If Fidel wins this contest, I’m blaming Miami and Union City, NJ with stuffing the ballots (just kidding). Fidel Castro is certainly worthy of this list. His 1959 revolution in Cuba created the first Communist regime in the Western Hemisphere. Thousands have been killed, tortured and imprisoned for defying him and his brand of Communism. His programs have driven the country into ruin, while aid continues to enter the country just to make the US look bad. He makes lefties swoon and right-wingers squirm, and is personally responsible for Miami and Union City, NJ. Yet the real reason he’s on here? According to legend (and we can’t really substantiate this) Castro made ice cream cones illegal. Now that’s an asshole!
Here’s a wacko that deserves a well-placed kick in the nuts. Pol Pot led the Khmer Rouge guerrillas to power in Cambodia in 1975. For four long years, Pol Pot systematically reduced his country to the Stone Age, literally. He changed time so that everything started at “Year Zero”, forcing cities to be evacuated for slave labor in the countryside. Almost 2.5 million people, or 21% of the population, died on his watch from starvation, torture and execution. The guy hated everybody: foreigners, intellectuals, the disabled, even hated people wearing glasses. It took the Vietnamese, of all people, to end this nightmare with an invasion in 1979, forcing Pol Pot into the hills as his country still recovers from the lunacy. They say he was poisoned–let’s hope its by Pearle Vision.
It is now common knowledge among academics that the father of Jacksonian Democracy was also a bit of a scumbag. As President of the United States from 1829-1837, he was a steadfast supporter of slavery, killed the Second Bank of the United States as a gesture to create an “agricultural republic” (or “plantation republic”, for those with less taste in bullshit) and supported the forced removal of almost 45,000 Native Americans from the eastern US, resulting in almost 4,000 deaths along the way–in defiance of the Supreme Court.

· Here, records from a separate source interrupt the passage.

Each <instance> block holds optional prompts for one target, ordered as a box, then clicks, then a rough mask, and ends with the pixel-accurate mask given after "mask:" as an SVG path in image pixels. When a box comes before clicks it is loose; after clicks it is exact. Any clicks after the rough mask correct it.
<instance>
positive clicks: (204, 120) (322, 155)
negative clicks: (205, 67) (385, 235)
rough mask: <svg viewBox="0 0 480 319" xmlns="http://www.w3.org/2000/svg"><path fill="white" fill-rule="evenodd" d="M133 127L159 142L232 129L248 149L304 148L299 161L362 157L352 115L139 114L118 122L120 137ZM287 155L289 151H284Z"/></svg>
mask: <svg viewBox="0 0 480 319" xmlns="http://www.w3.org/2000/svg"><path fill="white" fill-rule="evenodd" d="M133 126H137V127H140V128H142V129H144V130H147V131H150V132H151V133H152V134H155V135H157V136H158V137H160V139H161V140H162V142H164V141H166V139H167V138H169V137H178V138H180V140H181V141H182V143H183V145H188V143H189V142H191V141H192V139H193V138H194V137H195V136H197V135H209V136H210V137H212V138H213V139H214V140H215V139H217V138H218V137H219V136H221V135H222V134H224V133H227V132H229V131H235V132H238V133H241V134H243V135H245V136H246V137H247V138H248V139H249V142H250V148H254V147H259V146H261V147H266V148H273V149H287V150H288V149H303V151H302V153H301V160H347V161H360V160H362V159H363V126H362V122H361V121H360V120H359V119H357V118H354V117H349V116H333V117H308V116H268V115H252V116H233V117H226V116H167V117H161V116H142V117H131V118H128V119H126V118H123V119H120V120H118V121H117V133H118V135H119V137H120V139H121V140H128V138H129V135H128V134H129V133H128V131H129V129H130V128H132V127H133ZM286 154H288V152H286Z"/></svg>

If this wasn’t bad enough, consider his temper: he fought 13 duels, killed a man in one, had bullets lodged all over his body, and even had to be restrained from killing an assassin who botched an attempt on his life. No wonder he graces the “yuppie food stamp.”
Only a truly global asshole would change his name. Joseph-Desire Mobutu took over the Congo in a bloodless military coup in 1965. He then proceeded to create a totalitarian regime unequalled in Africa. His personality cult silenced all opposition. Mobutu personally embezzled $5 billion dollars from his country, forcing it into the economic shitter–which was hard considering it was the mineral breadbasket of Africa. He renames the country Zaire, and forced the whole country to adopt African names and dress on pain of imprisonment or death. Finally, in a real classy move, he changes his name to Mobutu Sese Seko Nkuku Ngbendu Wa Za Banga (“The all-powerful warrior who, because of his endurance and inflexible will to win, goes from conquest to conquest, leaving fire in his wake.”).
I will create the poll in a separate post, along with the dates of the poll. May the worst asshole win!